The risk management compact seminars provide you with the necessary tools for setting up and further developing the risk management system in your company. A well-functioning risk management system includes the following three elements in particular:
Risk strategy + risk inventory and Risk workshop + Risk manual
Limit system and risk report with ICAAP and ILAAP
Stress tests and risk-bearing capacity
Pursuant to § 91 para. 2 AktG, you as the executive board of an AG must take suitable measures, in particular set up a monitoring system, with which you can recognise developments that endanger the continued existence of the company at an early stage.
In the case of listed AGs, your auditor has to assess within the framework of the audit of the annual financial statements pursuant to § 317 para. 4 HGB whether you, as the executive board, have taken the measures required under § 91 para. 2 AktG (“early risk detection system”) in a suitable form. It must also be assessed whether the monitoring system to be set up in accordance with this can fulfil its tasks. Your auditor must report on the results of his audit in the audit report in accordance with section 321 (4) HGB.

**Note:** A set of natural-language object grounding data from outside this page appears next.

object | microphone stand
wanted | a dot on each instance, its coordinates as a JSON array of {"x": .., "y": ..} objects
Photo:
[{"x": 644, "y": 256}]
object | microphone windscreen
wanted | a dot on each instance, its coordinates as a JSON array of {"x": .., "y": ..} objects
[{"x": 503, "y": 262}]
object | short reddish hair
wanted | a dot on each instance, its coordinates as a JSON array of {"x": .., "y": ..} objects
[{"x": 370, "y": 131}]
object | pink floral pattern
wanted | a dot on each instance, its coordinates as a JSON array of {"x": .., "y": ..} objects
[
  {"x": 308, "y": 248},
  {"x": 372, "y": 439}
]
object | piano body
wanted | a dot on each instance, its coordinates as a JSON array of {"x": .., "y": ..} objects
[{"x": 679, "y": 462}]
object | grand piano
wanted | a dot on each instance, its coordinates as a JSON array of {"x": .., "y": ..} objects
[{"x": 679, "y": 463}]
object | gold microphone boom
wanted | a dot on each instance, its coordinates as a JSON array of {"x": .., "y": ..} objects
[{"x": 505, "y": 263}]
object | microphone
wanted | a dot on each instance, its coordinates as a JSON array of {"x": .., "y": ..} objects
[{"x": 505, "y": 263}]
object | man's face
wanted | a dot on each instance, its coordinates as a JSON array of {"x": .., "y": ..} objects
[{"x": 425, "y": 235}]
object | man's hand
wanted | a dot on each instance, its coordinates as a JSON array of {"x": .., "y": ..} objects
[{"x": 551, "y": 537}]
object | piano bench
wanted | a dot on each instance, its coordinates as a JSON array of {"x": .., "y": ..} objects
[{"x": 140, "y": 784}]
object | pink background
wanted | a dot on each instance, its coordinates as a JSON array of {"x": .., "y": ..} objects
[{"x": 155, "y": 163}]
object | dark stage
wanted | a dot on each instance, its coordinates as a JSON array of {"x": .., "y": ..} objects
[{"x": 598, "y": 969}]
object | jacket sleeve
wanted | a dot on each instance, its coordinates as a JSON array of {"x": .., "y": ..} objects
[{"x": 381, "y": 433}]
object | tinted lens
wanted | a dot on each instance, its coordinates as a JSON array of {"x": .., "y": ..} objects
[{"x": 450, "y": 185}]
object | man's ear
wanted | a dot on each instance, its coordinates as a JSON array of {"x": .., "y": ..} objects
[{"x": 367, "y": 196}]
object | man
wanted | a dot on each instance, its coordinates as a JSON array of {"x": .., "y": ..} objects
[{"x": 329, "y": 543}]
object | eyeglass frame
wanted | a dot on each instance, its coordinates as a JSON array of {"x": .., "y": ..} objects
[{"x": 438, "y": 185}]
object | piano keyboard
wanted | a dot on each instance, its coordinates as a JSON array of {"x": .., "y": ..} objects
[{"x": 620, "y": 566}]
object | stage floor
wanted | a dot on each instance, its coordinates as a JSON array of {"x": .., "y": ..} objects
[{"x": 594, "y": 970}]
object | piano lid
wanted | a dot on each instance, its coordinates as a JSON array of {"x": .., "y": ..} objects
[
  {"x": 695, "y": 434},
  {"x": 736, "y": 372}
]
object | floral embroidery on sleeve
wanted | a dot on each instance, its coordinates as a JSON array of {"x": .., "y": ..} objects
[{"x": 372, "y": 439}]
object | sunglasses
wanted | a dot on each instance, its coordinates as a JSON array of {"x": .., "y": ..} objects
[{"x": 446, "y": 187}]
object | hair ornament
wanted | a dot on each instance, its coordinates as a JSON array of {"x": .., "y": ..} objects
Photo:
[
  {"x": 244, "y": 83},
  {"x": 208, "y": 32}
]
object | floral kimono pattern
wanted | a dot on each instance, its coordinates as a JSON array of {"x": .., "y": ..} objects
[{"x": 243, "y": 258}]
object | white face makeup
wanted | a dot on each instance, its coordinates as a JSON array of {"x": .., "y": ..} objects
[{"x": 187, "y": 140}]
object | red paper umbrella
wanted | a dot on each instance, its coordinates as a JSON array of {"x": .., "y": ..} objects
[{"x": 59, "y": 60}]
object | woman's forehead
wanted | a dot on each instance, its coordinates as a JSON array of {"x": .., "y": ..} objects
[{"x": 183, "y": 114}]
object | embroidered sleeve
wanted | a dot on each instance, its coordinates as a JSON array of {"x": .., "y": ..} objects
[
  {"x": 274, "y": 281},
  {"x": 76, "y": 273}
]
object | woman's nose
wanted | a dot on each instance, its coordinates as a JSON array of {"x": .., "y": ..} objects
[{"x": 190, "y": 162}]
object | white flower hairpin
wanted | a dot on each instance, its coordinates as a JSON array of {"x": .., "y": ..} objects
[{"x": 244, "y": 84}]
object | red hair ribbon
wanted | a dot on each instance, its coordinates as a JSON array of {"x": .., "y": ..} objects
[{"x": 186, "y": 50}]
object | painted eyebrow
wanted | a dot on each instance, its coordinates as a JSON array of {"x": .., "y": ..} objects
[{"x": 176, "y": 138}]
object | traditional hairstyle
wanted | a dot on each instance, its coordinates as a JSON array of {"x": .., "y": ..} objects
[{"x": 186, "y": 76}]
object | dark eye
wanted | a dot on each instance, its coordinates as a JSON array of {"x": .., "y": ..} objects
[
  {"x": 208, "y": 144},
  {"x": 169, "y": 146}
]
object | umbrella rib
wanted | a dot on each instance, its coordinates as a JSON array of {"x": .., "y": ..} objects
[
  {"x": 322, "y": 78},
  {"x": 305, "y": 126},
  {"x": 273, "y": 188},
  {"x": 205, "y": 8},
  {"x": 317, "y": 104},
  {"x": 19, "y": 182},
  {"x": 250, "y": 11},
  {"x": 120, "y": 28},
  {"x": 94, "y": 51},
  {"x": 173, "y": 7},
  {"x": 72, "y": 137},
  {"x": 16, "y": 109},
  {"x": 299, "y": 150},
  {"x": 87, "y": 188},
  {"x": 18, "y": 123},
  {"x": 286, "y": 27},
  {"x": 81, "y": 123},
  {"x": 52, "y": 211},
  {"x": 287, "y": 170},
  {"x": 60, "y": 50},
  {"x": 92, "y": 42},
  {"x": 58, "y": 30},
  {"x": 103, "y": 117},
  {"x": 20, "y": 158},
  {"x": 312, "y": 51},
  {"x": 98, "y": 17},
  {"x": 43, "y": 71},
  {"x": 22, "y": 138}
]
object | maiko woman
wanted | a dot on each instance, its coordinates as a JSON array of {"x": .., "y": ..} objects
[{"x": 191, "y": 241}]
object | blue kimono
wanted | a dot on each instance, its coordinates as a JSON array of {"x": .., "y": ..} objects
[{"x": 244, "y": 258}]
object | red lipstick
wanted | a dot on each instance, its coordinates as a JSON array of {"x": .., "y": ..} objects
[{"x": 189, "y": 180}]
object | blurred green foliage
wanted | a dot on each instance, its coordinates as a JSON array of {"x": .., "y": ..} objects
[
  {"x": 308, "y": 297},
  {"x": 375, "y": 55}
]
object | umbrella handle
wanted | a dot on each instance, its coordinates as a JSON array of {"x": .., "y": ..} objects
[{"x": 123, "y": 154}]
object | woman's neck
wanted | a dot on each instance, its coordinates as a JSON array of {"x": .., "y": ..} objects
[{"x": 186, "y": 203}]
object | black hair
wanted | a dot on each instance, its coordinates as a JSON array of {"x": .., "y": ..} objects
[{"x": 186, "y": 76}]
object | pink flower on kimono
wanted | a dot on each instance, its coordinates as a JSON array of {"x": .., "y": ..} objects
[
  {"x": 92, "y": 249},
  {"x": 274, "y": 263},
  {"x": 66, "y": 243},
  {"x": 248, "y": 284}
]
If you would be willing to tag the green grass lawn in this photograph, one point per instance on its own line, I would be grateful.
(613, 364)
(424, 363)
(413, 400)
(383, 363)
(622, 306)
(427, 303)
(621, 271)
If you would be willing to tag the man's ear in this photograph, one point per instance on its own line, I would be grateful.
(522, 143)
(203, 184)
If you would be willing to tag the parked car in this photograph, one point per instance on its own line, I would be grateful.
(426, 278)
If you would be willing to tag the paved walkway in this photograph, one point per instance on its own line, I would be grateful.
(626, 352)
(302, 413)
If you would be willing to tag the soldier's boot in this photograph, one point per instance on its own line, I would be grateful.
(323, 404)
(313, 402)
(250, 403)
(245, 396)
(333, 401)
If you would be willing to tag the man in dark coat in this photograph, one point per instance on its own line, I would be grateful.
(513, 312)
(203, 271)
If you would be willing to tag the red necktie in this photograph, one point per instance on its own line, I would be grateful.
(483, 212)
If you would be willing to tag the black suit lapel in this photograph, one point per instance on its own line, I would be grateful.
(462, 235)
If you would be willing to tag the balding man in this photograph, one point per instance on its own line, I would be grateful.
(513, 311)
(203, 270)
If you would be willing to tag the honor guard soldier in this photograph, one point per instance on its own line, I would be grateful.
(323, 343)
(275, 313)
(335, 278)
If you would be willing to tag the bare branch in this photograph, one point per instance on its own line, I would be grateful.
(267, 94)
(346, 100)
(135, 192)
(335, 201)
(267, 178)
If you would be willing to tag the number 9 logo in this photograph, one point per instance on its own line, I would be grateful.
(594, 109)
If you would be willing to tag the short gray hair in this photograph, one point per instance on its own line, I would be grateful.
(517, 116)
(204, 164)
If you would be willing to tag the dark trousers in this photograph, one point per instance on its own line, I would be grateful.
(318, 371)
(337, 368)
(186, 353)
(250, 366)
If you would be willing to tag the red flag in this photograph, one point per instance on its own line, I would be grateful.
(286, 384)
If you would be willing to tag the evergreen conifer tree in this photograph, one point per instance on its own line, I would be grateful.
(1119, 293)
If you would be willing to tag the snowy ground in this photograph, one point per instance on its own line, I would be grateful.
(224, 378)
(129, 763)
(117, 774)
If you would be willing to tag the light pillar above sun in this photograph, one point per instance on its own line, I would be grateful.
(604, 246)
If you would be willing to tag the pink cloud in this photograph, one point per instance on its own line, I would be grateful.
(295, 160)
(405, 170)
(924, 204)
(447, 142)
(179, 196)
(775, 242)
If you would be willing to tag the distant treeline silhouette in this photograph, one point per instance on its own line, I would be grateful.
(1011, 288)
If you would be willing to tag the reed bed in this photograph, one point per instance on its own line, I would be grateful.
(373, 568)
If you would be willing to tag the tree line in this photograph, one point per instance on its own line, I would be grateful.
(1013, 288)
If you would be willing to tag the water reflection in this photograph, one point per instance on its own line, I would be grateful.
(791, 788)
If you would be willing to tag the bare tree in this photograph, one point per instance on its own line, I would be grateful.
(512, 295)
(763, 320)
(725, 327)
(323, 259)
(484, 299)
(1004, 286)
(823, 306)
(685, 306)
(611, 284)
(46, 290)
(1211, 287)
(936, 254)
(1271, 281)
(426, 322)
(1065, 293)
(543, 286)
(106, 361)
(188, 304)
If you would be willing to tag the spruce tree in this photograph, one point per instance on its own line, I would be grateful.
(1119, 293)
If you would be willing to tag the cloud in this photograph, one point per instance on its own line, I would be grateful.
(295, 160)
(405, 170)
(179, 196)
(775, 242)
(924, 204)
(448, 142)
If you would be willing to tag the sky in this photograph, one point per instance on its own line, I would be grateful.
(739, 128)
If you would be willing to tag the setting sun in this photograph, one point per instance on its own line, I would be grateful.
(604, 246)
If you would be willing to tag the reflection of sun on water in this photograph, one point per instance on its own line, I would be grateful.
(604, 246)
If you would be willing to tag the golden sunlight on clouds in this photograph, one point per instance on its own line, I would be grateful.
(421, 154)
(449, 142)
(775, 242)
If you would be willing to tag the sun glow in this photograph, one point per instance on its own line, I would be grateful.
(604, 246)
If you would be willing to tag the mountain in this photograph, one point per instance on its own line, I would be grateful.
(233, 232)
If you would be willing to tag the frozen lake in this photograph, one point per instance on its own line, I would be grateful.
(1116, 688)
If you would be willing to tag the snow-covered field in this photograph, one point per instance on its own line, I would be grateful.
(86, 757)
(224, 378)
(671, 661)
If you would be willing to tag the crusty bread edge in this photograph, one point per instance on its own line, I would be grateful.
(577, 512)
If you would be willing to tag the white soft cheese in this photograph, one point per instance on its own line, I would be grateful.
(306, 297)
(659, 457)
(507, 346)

The subject matter of IDW PS 340 (revised), starting with a description of the measures pursuant to section 91 (2) of the German Stock Corporation Act (AktG) as the subject matter of the audit, are the audit requirements to be observed in the audit pursuant to section 317 (4) of the German Commercial Code (HGB) and the reporting on this audit required pursuant to section 321 (4) of the German Commercial Code (HGB).
Compared to the previous IDW PS 340, the auditing standard was fundamentally revised. The material revision became necessary in order to take into account the further development of corporate practice in the area of setting up and auditing corporate governance systems since the introduction of Section 91 (2) of the German Stock Corporation Act (AktG).
In addition to the concretisation of the basic elements of the measures under § 91 para. 2 AktG, the following changes in risk management must now be observed:
a) It is clarified that the duty of the board of directors to detect developments that could jeopardise the company’s existence at an early stage includes the assessment of the company’s risk-bearing capacity. This is intended to ensure that the measures pursuant to section 91 (2) AktG focus on developments that actually pose a threat to the company’s existence.
b) The importance of risk aggregation in the context of risk assessment by the executive board is emphasised. Frequently, not only individual risks, but the combination and interactions of several risks lead to a development that endangers the existence of the company.
c) It is clarified that the measures according to § 91 para. 2 AktG are based on a consideration of “net risks”. This means that the risk management measures taken are already taken into account.
d) In the case of parent companies within the meaning of § 290 HGB, the organisational obligations are to be understood as group-wide within the framework of the existing possibilities under company law. Particularly if developments could emanate from subsidiary companies that could endanger the continued existence of the parent company, these must be taken into account.
e) A lack of documentation of the early risk detection system by the company constitutes a violation of § 91 para. 2 AktG.